Nada más entrar, una enfermera
estaba preguntando por los familiares de José Luis, fui corriendo hacia donde
estaba ella y le dije que era su mujer. Me llevo a un despacho y me hizo
sentar, agradezco que lo hiciera, porque no me esperaba esa noticia. Ella
hablaba y hablaba y no sé qué me decía, la escuchaba, pero yo parecía drogada,
no entendía que me decía. Algo de firmar un papel, pero aunque mi memoria
selectiva no recuerde con exactitud las palabras, sé que lo que me estaba
diciendo no era nada bueno.
Ese fin de semana fue el peor de
mi vida. El domingo celebramos el funeral. Estaban todos, sus familiares,
allegados, compañeros, y todo aquel que había tenido trato con él, era muy
querido. Yo no recuerdo nada, porque me dieron muchos sedantes para aguantar el
tirón. Mi vecina y mejor amiga, con el paso del tiempo, me ha ido relatando
todos los detalles de aquel día, quién fue, qué dijeron, los discursos. Yo soy
incapaz de recordar. María dice que alguna gente incomprensiva comentaba que no
entendían que no llorase, que estuviera tan fría, tan ajena a la muerte de un
marido. No les culpo. Las lágrimas las derramo cada día, cuando entro en casa y
veo que estoy sola, que no volverá y, sobre todo, al cerrar la puerta y escuchar ese portazo. No siento solamente su
perdida, me siento culpable de su marcha, porque no fui buena compañera de
vida, porque no estuve a su lado, porque me debería haber ido con él. Ahora sé
que no seré madre, pero ahora no me preocupa eso. No podré serlo, porque él era el padre
perfecto, el futuro padre de mis hijos, quien, a pesar de su comportamiento
algo niño, sabría entenderlo, mimarle y hacerle reír. Ahora ya no estaba para
ser padre, ni para jugar, ni para hacerme reír, ni para nada, y todo por un
capricho incesante que le puso al límite y estalló.
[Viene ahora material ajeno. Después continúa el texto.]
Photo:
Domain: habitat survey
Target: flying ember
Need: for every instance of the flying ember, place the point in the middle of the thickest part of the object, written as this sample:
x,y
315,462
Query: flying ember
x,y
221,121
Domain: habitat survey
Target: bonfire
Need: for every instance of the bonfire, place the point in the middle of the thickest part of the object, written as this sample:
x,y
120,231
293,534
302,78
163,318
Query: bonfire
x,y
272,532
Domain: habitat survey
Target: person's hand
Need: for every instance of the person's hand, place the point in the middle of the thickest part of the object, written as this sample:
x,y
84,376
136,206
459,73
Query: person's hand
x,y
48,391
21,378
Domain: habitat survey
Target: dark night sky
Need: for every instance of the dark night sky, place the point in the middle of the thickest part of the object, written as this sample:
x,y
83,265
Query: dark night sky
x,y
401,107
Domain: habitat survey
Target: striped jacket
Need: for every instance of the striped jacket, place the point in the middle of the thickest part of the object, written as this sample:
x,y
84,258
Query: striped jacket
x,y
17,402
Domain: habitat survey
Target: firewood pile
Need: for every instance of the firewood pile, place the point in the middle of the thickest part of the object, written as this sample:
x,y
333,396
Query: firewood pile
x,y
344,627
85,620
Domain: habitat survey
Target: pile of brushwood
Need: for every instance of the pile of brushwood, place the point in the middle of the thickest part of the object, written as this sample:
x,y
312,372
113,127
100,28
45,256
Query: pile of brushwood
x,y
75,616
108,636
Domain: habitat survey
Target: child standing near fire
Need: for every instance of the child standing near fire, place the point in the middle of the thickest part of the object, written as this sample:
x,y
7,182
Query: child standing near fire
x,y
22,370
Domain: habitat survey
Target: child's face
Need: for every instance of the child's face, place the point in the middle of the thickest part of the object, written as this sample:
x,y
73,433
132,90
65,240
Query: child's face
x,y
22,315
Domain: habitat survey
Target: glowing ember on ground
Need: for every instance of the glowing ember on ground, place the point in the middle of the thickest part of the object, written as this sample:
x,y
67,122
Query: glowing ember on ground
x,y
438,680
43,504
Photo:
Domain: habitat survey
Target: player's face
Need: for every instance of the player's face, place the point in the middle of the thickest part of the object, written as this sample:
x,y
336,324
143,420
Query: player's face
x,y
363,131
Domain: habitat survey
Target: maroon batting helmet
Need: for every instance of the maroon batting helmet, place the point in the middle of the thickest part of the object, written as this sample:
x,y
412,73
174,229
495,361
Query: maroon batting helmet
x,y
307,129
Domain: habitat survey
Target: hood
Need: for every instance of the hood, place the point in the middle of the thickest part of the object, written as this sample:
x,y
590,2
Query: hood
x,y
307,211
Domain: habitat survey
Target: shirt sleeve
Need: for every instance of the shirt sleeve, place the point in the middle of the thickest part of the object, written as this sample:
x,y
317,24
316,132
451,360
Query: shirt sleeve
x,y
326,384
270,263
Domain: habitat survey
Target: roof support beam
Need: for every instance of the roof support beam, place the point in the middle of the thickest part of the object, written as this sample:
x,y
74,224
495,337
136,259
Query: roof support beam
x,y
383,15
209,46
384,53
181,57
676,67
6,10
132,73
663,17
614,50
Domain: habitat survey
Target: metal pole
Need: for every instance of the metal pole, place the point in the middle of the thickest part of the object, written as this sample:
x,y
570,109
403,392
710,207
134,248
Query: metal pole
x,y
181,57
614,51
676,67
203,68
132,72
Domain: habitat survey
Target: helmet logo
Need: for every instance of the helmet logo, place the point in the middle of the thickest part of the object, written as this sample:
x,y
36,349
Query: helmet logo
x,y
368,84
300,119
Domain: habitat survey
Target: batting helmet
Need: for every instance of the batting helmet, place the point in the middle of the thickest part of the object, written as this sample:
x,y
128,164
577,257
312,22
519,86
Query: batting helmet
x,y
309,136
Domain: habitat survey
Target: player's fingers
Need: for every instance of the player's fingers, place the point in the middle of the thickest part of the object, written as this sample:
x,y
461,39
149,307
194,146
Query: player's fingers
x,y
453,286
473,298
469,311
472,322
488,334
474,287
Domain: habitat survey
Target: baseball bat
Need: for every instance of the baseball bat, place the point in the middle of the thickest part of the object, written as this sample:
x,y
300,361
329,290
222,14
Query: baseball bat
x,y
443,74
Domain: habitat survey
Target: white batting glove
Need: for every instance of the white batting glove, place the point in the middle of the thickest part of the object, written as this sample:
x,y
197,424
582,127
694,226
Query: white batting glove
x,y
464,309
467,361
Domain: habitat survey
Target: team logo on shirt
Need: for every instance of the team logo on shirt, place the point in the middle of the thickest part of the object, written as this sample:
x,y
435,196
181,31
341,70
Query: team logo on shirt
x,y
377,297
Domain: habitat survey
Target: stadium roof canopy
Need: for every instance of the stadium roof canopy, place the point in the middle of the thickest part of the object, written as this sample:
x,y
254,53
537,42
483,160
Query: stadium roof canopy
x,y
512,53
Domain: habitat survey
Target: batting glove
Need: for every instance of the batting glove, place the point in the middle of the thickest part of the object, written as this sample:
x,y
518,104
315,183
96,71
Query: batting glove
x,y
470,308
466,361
Hace dos años de aquel viernes y
estoy yendo a un psicólogo, quizás para decirle todo lo que no le dije a José
Luis, quizás por mi culpabilidad, para desahogarme, y, porque quizás él pueda
quitarme ese pum que me viene a la cabeza en esos momentos menos inesperados.
Un pum que cambió mi vida y que ahora resuena en mi alma, en mi cabeza, y me
desequilibra mi vida. Quizás es él que allá donde esté sigue enfadado conmigo y
sigue dando portazos, para que los oiga y me siga acordando de él.